Why does the Shulchan Aruch only consider the issue of smoothing over the earth and not smoothing out the saliva itself? The Magen Avraham (ibid. 24) answers that the Melacha of Memacheck (or Memare’ach) is only violated when a person intends to smooth one substance over another and not when he intends that one substance be absorbed by another. Therefore, the act of treading the saliva into the ground is not an act of Memachek.
It follows that according to the Magen Avraham there would appear to be no Issur involved in applying sunscreen creams to the skin since the person’s intention for it to be absorbed by the skin.
However, some contend that the Magen Avraham only permitted causing one substance to be absorbed by another when the person’s intention is to do away with the substance that is to be absorbed such as the saliva in the case of the Shulchan Aruch. But if the person intends for the substance to serve some use after it has been absorbed, it is forbidden.
The proof for this is a ruling of the Mishna Berura (327:16) who forbids applying shoe polish on Shabbos even though polish is absorbed by the shoe. This proves that when the person intends for the absorbed substance to serve a purpose, it is forbidden to apply it.
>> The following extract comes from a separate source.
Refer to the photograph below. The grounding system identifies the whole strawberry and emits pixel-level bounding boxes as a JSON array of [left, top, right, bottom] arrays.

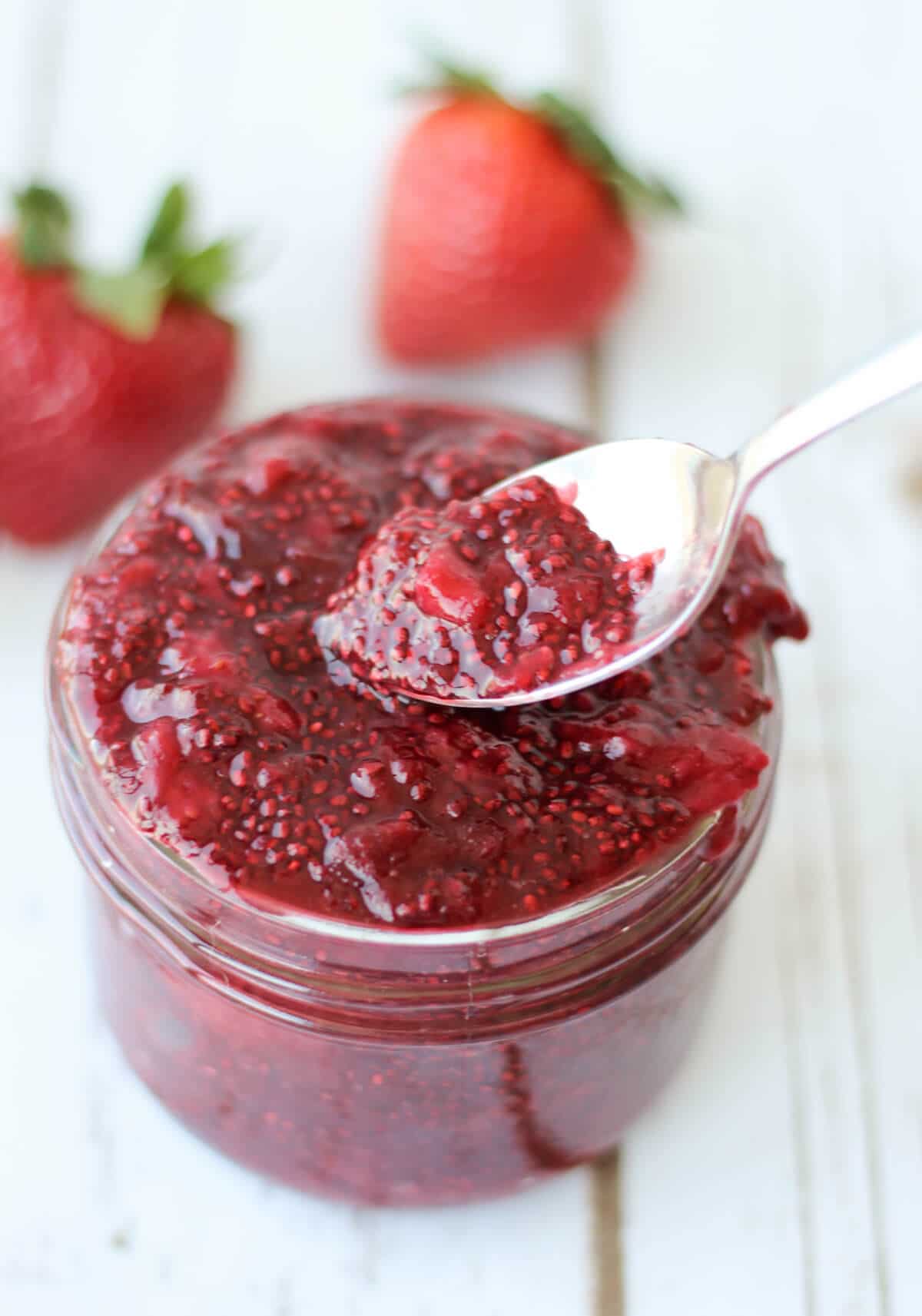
[[0, 184, 237, 543], [377, 63, 678, 363]]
However, others argue that in that case the person does not intend that the polish be completely absorbed by the shoe because he wishes to create a sheen on its surface.
The Shemiras Shabbos Kehilchasa (1, p561) discusses this question and cites “testimony” that the Chazon Ish was lenient with regard to the application of creams to the body on Shabbos. He also cites Rav Shlomo Zalman Auerbach zt”l who ruled that one may only be lenient if the cream will be entirely absorbed by the skin.
It follows that according to Rav Shlomo Zalman the use of sun protection creams would be forbidden as some of it is certain not to be absorbed. However, Rav Ovadia Yosef zt”l (4, O.C. 28:13) permitted its use even if some of the cream will not be absorbed, as the person intends for it all to be absorbed.
In conclusion, it is
certainly preferable to procure sunscreen that comes in an oil form. If only
cream is available, one should apply a thin layer so that it will be entirely
absorbed by the skin.
 There are other types of sunscreen that are specifically designed for those with various skin diseases or who are undergoing treatment of skin diseases and are particularly sensitive to sun exposure. These products may not be used on Shabbos because their application is considered an act of Refua, even if the person only means to use them like regular sunscreen.